India's demand for electronics products is forecast to rise nearly 10 times during this decade to reach $400 billion by 2020, causing policy makers to worry that electronics imports, with no major local manufacturing, could exceed those of oil.
Here's the press release issued by the government in full:
Edited by NDTV staff from original story by Reuters
Approval to establish two Semiconductor Wafer Fabrication Manufacturing Facilities in India
The Cabinet has approved setting up of two Semiconductor Wafer Fabrication (FAB) Manufacturing Facilities in India. These FAB units are to be set up by two business consortia, with the following broad project parameters:
(i) M/s Jaiprakash Associates Limited (with IBM, USA and Tower Semiconductor Limited, Israel as partners)
a) Project Cost: Rs 34,399 crore
b) Technology: 90/65/45/28 nm
c) Capacity: 40,000 WSPM
d) Location: Yamuna Expressway, Uttar Pradesh
(ii) M/s HSMC Technologies India Pvt. Ltd. (with ST Microelectronics and Silterra Malaysia Sdn. Bhd. as partners)
a) Project Cost: Rs 29,013 crore
b) Technology: 90/65/45/28/22 nm
c) Capacity: 40,000 WSPM
d) Location: Prantij, Gujarat
Letter of intent will be issued to the two consortia by March 31, 2014. The final agreements are expected to be signed by August 2014. The Empowered Committee has been authorized to take all decisions to implement the FAB projects in furtherance of the decision.
The proposed FABs will create direct employment of about 22,000 and indirect employment of about one lakh.
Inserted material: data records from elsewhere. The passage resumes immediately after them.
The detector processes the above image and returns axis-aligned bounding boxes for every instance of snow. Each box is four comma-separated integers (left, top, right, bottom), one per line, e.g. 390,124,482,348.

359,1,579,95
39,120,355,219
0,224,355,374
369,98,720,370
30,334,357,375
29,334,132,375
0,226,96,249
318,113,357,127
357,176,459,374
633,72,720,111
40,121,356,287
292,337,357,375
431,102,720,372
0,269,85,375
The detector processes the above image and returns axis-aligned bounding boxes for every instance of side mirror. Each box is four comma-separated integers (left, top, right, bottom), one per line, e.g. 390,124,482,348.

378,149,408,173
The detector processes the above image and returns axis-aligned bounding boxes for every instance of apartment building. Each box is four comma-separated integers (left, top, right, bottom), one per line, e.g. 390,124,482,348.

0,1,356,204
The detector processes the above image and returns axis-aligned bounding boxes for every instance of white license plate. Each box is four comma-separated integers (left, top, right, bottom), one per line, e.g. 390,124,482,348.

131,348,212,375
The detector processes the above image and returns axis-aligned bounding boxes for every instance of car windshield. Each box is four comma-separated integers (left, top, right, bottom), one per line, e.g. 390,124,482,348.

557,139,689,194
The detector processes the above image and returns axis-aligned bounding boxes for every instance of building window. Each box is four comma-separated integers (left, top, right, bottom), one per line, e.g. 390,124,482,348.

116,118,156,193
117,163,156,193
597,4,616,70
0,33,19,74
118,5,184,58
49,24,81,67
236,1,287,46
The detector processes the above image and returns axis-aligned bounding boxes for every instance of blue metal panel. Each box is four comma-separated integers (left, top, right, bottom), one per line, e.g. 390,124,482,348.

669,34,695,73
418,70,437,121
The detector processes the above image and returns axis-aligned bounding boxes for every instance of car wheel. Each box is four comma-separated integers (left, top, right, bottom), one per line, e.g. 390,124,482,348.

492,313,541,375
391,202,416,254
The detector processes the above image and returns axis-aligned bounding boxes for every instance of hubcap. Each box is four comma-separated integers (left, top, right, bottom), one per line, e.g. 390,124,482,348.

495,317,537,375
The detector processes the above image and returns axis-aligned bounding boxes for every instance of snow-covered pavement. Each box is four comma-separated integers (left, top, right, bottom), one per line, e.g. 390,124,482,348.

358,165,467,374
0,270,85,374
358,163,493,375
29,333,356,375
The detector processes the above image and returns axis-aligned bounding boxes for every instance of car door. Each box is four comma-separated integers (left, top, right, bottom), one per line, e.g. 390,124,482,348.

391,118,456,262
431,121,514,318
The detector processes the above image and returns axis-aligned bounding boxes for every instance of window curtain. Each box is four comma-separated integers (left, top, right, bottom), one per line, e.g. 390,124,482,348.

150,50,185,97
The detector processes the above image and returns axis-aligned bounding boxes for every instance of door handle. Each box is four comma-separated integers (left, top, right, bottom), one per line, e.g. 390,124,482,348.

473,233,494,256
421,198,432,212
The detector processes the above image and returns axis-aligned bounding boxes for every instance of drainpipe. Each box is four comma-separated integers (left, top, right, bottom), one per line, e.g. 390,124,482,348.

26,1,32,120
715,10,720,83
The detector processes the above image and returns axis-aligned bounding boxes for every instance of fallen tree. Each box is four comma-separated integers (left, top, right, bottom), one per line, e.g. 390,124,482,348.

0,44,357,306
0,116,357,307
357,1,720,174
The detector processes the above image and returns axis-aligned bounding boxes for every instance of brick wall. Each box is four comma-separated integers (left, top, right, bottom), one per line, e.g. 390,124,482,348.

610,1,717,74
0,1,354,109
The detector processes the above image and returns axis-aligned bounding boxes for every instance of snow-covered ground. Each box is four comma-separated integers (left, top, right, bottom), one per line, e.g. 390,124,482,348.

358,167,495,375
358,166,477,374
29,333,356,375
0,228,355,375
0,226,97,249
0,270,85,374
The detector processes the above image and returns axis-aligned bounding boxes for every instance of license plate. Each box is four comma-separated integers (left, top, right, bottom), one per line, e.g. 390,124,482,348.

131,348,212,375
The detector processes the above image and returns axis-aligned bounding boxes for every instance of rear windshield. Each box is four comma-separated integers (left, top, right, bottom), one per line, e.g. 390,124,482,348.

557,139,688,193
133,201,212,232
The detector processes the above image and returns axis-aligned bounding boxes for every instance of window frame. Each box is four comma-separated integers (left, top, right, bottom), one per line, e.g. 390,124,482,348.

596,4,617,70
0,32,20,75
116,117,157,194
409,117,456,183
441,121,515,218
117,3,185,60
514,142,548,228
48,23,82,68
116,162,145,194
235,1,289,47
These FABs will have a big impact on the development of Electronics System Design and Manufacturing eco-system across the country. This will help set up a critical pillar required to promote Electronics System Design and Manufacturing in India. The Semiconductor Wafer Fabrication units when set up, will stimulate the flow of capital and technology, create employment opportunities, help higher value addition in the electronic products manufactured in India, reduce dependence on imports, and lead to innovation.
The following main incentives will be extended:
i. 25% subsidy on capital expenditure and tax reimbursement as admissible under Modified Special Incentive Package Scheme (M-SIPS) Policy.
ii. Exemption of Basic Customs Duty (BCD) for non-covered capital items
iii. 200% deduction on expenditure on R&D as admissible under Section 35(2AB) of the Income Tax (IT) Act.
iv. Investment linked deductions under Section 35AD of the IT Act.
v. Interest free loan of approx. Rs 5124 crore each. (Exact amount to be calculated on Detailed Project Report appraisal.)
The Government had in 2011 constituted an Empowered Committee (EC) to identify technology and investors and to recommend incentives to be provided to set up two FAB facilities in the country. The Empowered Committee had issued a Global Expression of Interest inviting technology providers and investors to set up the FAB facilities. This Committee submitted its recommendations to the Government in March 2013. The Cabinet, at its meeting held on 12.9.2013, considered the recommendations of the EC and accorded 'in-principle' approval to the two consortia referred to above and to the package of incentives. The Cabinet also decided that all other FAB manufacturers may also be appropriately and fully apprised of the quantum of subsidy/other benefits/support being offered for establishing FAB facilities in India. Such manufacturers may be asked to indicate their interest / send their responses on specified parameters to the Department of Electronics and Information Technology (DeitY) within a period of four weeks.
As decided by the Cabinet, the second Expression of Interest (EoI) was published, which clearly specified the project parameters required as well as the package of incentives being offered by Government of India. 106 potential FAB manufacturers across the world were also directly addressed. No new proposal has been received for setting up of a FAB as per EoI requirements. The steps taken pursuant to the aforesaid Cabinet decision have doubly assured the transparency of the entire process and also ensured a level playing field.